The following comments were made in the previous post on the daily bar chart pattern of Gold: "All three daily technical indicators are looking extremely overbought, which can lead to a price pullback towards the 1180 - 1200 zone. Bulls may take the opportunity to buy again."
Note that gold's price dropped inside the zone between 1180 - 1200 as expected, successfully tested support from the previous top of Oct '15, and then entered a sideways consolidation within a 'symmetrical triangle' pattern, from which an upward breakout occurred on Mar 3 '16.
The next day, gold's price touched a 52 week high of 1280 with a huge volume spurt, only to pullback towards the top of the triangle before bouncing up.
Earlier, gold's price had formed a 4 months long 'rounding bottom' reversal pattern - clearly visible on the 50 day EMA. The subsequent 'golden cross' of the 50 day EMA above the 200 day EMA (marked by blue oval) technically confirmed a return to a bull market after almost 4.5 years.
All three daily EMAs are rising, and gold's price is trading above them. Is it time for bears to throw in the towel and beat a quiet retreat? Probably not so quiet - because of several bearish technical signals.
First, volumes during the upward breakout from the triangle should have been significantly higher to technically confirm the breakout - but wasn't. Second, gold's price and its 20 day EMA have risen too steeply above the 200 day EMA. Such steep climbs are often unsustainable.
Third, all three daily technical indicators, after correcting overbought conditions, failed to touch new highs with gold's price. The combined negative divergences can lead to a correction, or even an 'end run' below the 'symmetrical triangle'.
On longer term weekly chart (not shown), gold’s price has closed above its 200 week EMA for the first time in nearly 3 years. Weekly technical indicators are looking overbought, and hinting at a possible correction. Any dip may be used as a buying opportunity by bulls.
Silver chart pattern
The following comments were made in the previous post on the daily bar chart pattern of Silver: "All three daily technical indicators are inside their overbought zones. A pullback towards - and a likely drop below - the 200 day EMA is on the cards."
Silver's price dropped below all three EMAs, but bounced up sharply into bull territory and appears to have formed a bullish 'cup and handle' pattern. The pattern is more clearly visible on the 20 day EMA.
A convincing rally past the 16 level will technically confirm the 'cup and handle' pattern.

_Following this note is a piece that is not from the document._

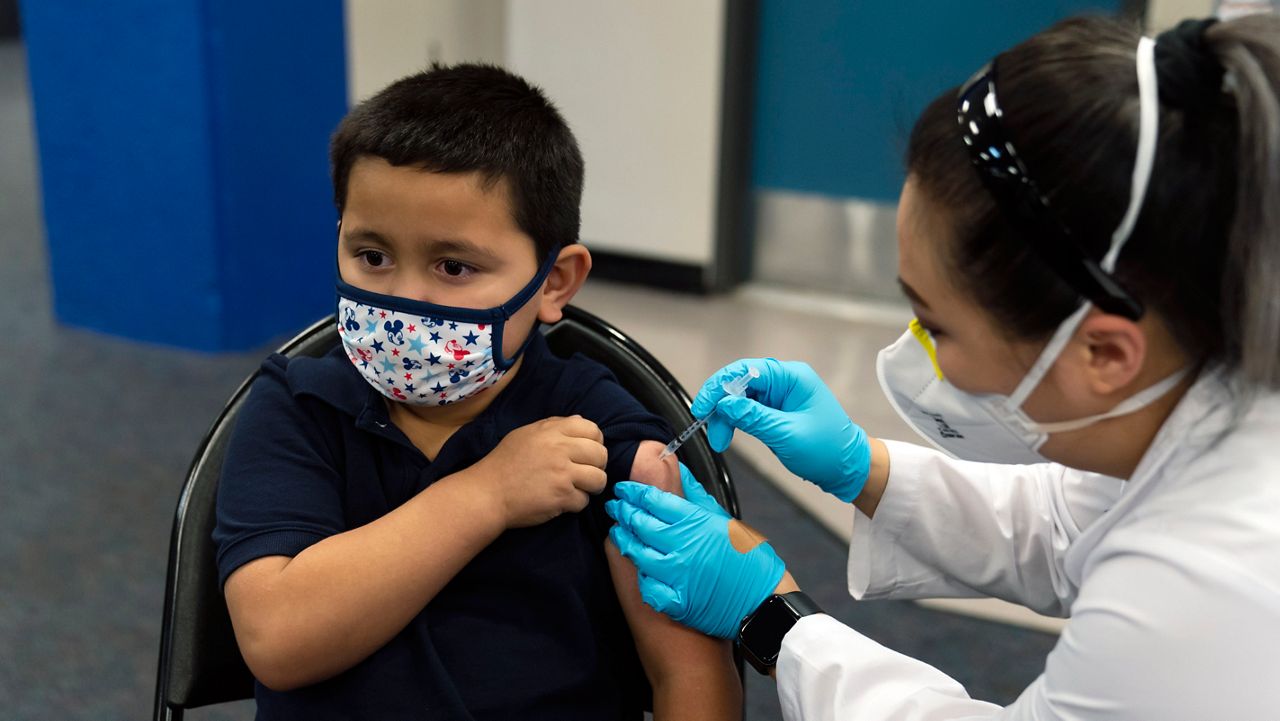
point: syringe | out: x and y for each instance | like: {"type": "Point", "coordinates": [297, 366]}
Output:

Daily technical indicators corrected overbought conditions and are in bullish zones. The 'golden cross' of the 50 day EMA above the 200 day EMA, which will technically confirm a return to a bull market, is awaited.
On longer term weekly chart (not shown), silver’s price closed above its 20 week and 50 week EMAs but well below its falling 200 week EMA, and remains in a long-term bear market. Weekly technical indicators are in bullish zones, but not showing much upward momentum.